You can still score a pair of L.E.I. jeans at Walmart for less than $20. A bizarre link to L.E.I.'s former website reminds us that the acronym stands for "Life, Energy, Intelligence," and alludes to L.E.I.'s heydey as a must-have brand of jeans for kids across the country. In 2002, the dream died when Jones Apparel bought the L.E.I. brand for $310 million.
In the early aughts, Bebe was a fashion standout for its chic women's clothing and lowercase logo T-shirts. While you won't find a Bebe store at the mall these days (the brand started closing all its retail locations in 2017) and overall sales are still slumping, you can find the brand on its website.
In the '90s, Nine West was the place to go in the mall for dressy footwear and solid-quality weekend kicks. The company filed for Chapter 11 in 2018 with debts of over $1 billion and sold the Nine West and Bandolino brands to Authentic Brands Group. ABG owns Juicy Couture and Aéropostale, among others. You can still buy Nine West shoes and boots on their website.

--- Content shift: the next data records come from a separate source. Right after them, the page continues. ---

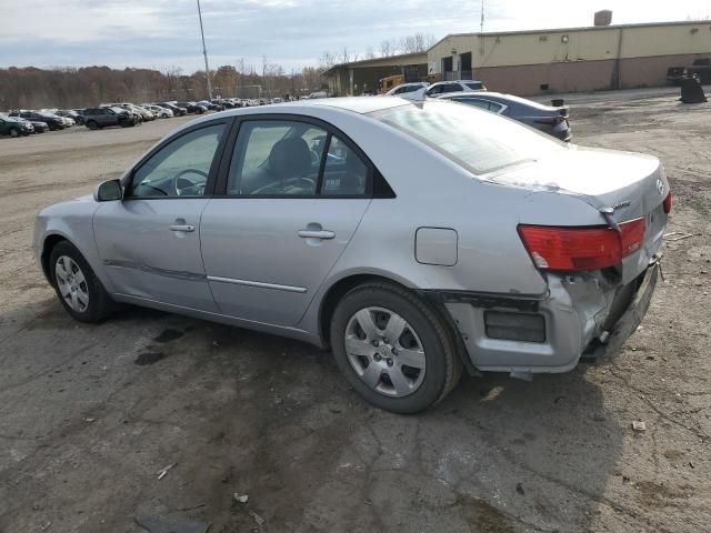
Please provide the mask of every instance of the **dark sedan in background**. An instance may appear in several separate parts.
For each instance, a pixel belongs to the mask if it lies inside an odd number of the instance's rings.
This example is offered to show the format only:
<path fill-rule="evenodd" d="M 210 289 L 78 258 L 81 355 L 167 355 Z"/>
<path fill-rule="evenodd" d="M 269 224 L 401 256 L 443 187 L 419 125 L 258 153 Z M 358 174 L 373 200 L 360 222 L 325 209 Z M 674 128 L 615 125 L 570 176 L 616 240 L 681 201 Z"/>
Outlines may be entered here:
<path fill-rule="evenodd" d="M 208 108 L 196 102 L 178 102 L 176 105 L 184 108 L 189 113 L 202 114 L 208 111 Z"/>
<path fill-rule="evenodd" d="M 509 117 L 527 125 L 535 128 L 561 141 L 570 141 L 573 137 L 568 122 L 567 107 L 544 105 L 525 98 L 500 92 L 450 92 L 439 97 L 475 108 Z"/>
<path fill-rule="evenodd" d="M 0 135 L 20 137 L 33 133 L 34 129 L 28 121 L 16 117 L 0 114 Z"/>
<path fill-rule="evenodd" d="M 182 117 L 188 112 L 186 108 L 181 108 L 180 105 L 176 105 L 174 103 L 170 103 L 170 102 L 158 102 L 156 105 L 170 109 L 173 112 L 173 117 Z"/>

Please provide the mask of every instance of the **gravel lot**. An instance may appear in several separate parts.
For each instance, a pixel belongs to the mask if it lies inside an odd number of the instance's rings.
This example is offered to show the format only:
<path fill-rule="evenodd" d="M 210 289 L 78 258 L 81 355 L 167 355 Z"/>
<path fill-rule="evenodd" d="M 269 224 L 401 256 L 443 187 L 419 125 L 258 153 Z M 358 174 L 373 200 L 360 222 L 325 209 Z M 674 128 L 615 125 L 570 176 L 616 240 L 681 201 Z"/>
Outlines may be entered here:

While Michael Kors seemed to be on the brink of collapse, announcing it would shutter 100 and 125 retail storesover the following two years in 2017, the brand had, if not a miraculous recovery, a better-than-expected 2018. While the once hugely popular brand expects sales to remain flat in the near future (hey, flat's not totally dead), revenue was up 26.3 percent to $1.20 billion in the first quarter of 2019, including a $172.7 million contribution from Jimmy Choo. Though the brand has heavily decreased its presence in department stores, you can still find it at Macy's.